LA REPÚBLICA VUELVE A JUNTAR A DOS MIL PERSONAS EN VALLADOLID

@alexrubio92

La tricolor ha ondeado esta tarde en Valladolid escoltada por cerca de 2.000 personas en una manifestación mucho más festiva y menos emocional que la del lunes. La jornada de la abdicación quedaba ya lejos y los vallisoletanos han salido a las calles de la ciudad a pedir su opinión sobre el modelo de Estado más que a conseguir la República en las calles.

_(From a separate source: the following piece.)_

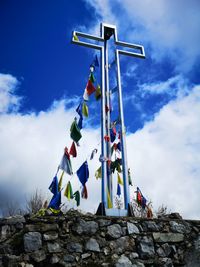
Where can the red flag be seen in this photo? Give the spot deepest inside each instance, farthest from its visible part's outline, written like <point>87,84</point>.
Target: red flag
<point>73,150</point>
<point>90,88</point>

De esta forma, y con una media de edad algo más mayor que la que tuvo el recorrido del día de la abdicación, todo el camino ha transcurrido sin incidentes, con muchas más familias y menos jóvenes de los que acudieron el lunes.

Fotos: Juan Carlos Castro


Al menos dos mil personas, datos al parecer desmesurados según la cifra dada por los colectivos que han convocado la manifestación (entre 1.000 y 1.500) han llenado la calle Míguel Íscar en torno a las 20:45. A esa hora era cuando la cabecera llegaba a Plaza España y la cola de la manifestación acababa la Acera Recoletos. 2.800 metros cuadrados con una densidad mucho menor que otras protestas (en algunos lugares por debajo de la persona por metro cuadrado).



Antes, en la esquina de la Plaza Zorrilla, la imagen que dejaba la manifestación quedará para el recuerdo: los tanques de las Fuerzas Armadas expuestos junto al Campo Grande se quedaban de fondo de una fotografía que en primera plana tenía al rojo, al amarillo y al morado. En esos momentos, mucha gente se paraba a ver cuántos y cómo se reivindicaba un referéndum para decidir entre Monarquía y República. Los vallisoletanos allí reunidos, junto a los tanques o a los campos de baloncesto donde unos cuantos equipos de niños jugaban, se daban la vuelta para leer las demandas de los manifestantes.



Mucho más tranquila y mucho más silenciosa la marcha, que continuó sin problemas hasta la plaza San Pablo. Los cánticos de la marcha del lunes se convirtieron en silencios o debates políticos entre los asistentes. Al cruzar la calle Ferrari mucha gente se paraba en las aceras a observar la marcha, y la tricolor seguía ondeando. Al llegar a la puerta del Palacio Real, los convocantes han leído el manifiesto frente a una gran parte de los concentrados, ya que algunos de ellos parecía haberse quedado por el camino.




Allí, y frente a un edificio real rodeado de una media docena de furgones policiales, los representantes de los entes locales que habían convocado la protesta (el Ateneo republicano e Izquierda Unida entre ellos) han señalado la importancia de desprenderse de una Monarquía marcada por su pasado. El éxito en la protesta no ha sido el mayor de las sucedidas en Valladolid, pero sí al menos plasma en la ciudad el debate entre los dos modelos de Estados. Y sobre cuál de ellos es el que quieren más ciudadanos.